Le capitaine des mousquetaires du roi mettait sa coquetterie à montrer qu’il savait l’état. On ne vit jamais occasions mieux choisies, coups de main mieux appuyés, fautes de l’assiégé mieux mises à profit. L’armée de d’Artagnan prit douze petites places en un mois.

Il en était à la treizième, et celle-ci tenait depuis cinq jours. D’Artagnan fit ouvrir la tranchée sans paraître supposer que ces gens-là pussent jamais se prendre.

Les pionniers et les travailleurs étaient, dans l’armée de cet homme, un corps rempli d’émulation, d’idées et de zèle, parce qu’il les traitait en soldats, savait leur rendre la besogne glorieuse, et ne les laissait jamais tuer que quand il ne pouvait faire autrement.

Aussi fallait-il voir l’acharnement avec lequel se retournaient les marécageuses glèbes de la Hollande.

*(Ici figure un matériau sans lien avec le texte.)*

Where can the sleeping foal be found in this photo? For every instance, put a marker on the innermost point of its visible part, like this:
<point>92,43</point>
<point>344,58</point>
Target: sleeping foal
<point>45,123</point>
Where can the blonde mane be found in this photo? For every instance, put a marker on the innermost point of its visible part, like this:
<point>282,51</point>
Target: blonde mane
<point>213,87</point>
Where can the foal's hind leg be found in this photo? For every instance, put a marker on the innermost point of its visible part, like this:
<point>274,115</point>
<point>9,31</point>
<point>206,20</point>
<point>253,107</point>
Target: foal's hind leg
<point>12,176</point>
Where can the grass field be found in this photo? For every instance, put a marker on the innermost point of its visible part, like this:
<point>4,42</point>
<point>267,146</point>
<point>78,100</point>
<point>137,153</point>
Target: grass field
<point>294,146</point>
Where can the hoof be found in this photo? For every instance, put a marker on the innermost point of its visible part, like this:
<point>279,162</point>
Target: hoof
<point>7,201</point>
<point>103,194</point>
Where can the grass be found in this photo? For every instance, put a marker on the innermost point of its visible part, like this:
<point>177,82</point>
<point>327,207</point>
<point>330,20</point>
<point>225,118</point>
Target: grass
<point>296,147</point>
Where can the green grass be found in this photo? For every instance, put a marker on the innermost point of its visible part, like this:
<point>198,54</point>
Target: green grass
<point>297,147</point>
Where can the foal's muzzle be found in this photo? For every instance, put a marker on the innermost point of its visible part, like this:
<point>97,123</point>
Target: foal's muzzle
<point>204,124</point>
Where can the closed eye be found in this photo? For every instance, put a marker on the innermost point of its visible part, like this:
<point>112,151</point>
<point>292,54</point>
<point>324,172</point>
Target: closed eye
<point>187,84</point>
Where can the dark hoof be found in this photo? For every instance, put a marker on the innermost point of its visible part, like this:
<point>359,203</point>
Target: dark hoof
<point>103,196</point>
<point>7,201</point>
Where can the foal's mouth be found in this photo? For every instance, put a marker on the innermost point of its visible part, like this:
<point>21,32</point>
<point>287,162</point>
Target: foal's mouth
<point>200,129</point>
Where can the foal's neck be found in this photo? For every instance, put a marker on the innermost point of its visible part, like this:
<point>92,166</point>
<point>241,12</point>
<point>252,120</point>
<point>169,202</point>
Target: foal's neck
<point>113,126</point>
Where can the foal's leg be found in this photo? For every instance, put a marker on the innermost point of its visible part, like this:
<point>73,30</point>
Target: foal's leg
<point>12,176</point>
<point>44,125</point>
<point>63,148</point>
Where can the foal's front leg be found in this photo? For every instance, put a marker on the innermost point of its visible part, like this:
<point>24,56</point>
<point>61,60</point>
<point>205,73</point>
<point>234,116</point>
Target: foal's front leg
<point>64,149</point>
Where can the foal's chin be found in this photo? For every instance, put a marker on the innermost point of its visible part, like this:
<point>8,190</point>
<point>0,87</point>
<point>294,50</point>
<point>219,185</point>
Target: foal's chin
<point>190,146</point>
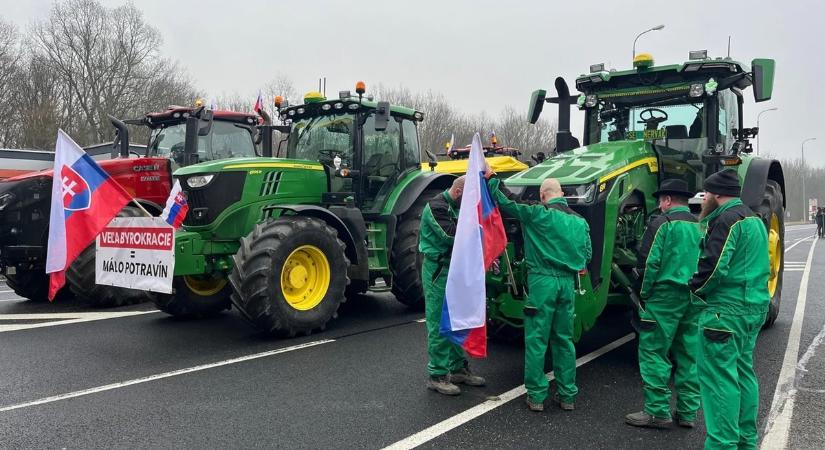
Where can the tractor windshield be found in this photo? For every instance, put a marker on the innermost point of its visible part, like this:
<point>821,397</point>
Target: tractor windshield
<point>321,138</point>
<point>225,140</point>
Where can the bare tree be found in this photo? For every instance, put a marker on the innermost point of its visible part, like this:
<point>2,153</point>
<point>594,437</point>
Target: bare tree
<point>109,59</point>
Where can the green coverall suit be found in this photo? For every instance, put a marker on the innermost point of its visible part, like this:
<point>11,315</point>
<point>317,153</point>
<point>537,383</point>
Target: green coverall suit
<point>668,256</point>
<point>731,283</point>
<point>556,248</point>
<point>435,242</point>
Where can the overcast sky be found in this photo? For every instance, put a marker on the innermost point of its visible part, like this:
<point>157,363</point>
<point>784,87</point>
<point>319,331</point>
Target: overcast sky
<point>483,54</point>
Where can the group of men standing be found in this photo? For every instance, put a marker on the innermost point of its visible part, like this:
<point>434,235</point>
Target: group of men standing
<point>704,286</point>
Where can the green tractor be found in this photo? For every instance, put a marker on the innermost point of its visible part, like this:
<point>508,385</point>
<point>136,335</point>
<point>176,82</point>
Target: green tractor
<point>334,213</point>
<point>642,126</point>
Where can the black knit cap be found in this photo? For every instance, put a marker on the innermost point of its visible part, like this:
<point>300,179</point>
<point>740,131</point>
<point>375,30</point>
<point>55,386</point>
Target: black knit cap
<point>724,182</point>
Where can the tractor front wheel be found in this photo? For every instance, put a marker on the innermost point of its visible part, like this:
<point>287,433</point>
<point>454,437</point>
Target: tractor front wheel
<point>195,296</point>
<point>406,259</point>
<point>773,215</point>
<point>289,275</point>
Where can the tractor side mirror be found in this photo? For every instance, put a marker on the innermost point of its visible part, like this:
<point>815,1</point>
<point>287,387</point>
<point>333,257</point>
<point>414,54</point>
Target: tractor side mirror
<point>205,122</point>
<point>537,100</point>
<point>762,78</point>
<point>382,116</point>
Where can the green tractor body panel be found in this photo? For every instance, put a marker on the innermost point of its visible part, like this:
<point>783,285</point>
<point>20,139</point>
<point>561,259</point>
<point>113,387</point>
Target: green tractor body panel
<point>641,126</point>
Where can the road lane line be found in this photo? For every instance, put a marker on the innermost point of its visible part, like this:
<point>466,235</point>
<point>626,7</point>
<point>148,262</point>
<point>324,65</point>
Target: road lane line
<point>459,419</point>
<point>70,318</point>
<point>797,243</point>
<point>779,418</point>
<point>174,373</point>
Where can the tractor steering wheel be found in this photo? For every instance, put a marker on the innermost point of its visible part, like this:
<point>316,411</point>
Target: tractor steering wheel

Ces tourbières et ces glaises fondaient, aux dires des soldats, comme le beurre aux vastes poêles des ménagères frisonnes.

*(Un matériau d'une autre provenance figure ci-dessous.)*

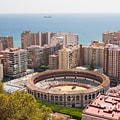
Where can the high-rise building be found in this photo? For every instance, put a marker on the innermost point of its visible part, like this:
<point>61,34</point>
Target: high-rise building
<point>6,42</point>
<point>53,61</point>
<point>111,37</point>
<point>49,50</point>
<point>14,62</point>
<point>29,38</point>
<point>112,61</point>
<point>69,38</point>
<point>69,57</point>
<point>93,53</point>
<point>34,56</point>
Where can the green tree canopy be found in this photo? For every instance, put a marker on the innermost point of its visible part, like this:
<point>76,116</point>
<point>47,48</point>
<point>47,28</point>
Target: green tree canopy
<point>20,105</point>
<point>1,87</point>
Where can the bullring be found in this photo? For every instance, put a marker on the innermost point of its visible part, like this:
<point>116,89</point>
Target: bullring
<point>71,87</point>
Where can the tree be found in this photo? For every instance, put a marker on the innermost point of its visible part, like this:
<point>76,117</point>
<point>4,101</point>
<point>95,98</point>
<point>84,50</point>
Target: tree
<point>20,105</point>
<point>1,87</point>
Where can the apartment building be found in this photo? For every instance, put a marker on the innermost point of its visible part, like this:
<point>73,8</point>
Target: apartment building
<point>6,42</point>
<point>53,62</point>
<point>93,53</point>
<point>112,61</point>
<point>111,37</point>
<point>1,68</point>
<point>34,56</point>
<point>14,62</point>
<point>69,38</point>
<point>29,38</point>
<point>69,57</point>
<point>103,107</point>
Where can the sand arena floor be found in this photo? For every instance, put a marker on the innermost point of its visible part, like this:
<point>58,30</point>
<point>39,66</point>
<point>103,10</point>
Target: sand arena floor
<point>70,88</point>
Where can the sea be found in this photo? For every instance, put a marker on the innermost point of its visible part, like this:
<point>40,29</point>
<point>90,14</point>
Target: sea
<point>88,26</point>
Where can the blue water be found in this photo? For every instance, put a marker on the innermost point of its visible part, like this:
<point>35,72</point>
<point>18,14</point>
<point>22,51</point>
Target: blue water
<point>88,26</point>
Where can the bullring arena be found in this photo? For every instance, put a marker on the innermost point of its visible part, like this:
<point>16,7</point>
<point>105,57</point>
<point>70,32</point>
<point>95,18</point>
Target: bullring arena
<point>71,88</point>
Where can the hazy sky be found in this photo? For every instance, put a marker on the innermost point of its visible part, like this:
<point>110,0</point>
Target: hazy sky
<point>59,6</point>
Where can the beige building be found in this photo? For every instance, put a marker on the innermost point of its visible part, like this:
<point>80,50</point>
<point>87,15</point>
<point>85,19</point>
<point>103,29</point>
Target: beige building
<point>53,61</point>
<point>26,39</point>
<point>112,61</point>
<point>111,37</point>
<point>103,107</point>
<point>6,42</point>
<point>69,57</point>
<point>69,38</point>
<point>34,56</point>
<point>29,38</point>
<point>14,62</point>
<point>93,53</point>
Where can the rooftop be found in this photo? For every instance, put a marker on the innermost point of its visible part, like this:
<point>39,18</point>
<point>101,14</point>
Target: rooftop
<point>105,107</point>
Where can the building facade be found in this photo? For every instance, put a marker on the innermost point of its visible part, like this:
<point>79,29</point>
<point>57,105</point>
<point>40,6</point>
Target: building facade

M. d’Artagnan expédia un courrier au roi pour lui donner avis des derniers succès; ce qui redoubla la belle humeur de Sa Majesté et ses dispositions à bien fêter les dames.

Ces victoires de M. d’Artagnan donnaient tant de majesté au prince, que Mme de Montespan ne l’appela plus que Louis l’Invincible.

Aussi, Mlle de La Vallière, qui n’appelait le roi que Louis le Victorieux, perdit-elle beaucoup de la faveur de Sa Majesté. D’ailleurs, elle avait souvent les yeux rouges, et, pour un invincible, rien n’est aussi rebutant qu’une maîtresse qui pleure, alors que tout sourit autour de lui. L’astre de Mlle de La Vallière se noyait à l’horizon dans les nuages et les larmes.

Mais la gaieté de Mme de Montespan redoublait avec les succès du roi, et le consolait de toute autre disgrâce.

C’était à d’Artagnan que le roi devait cela.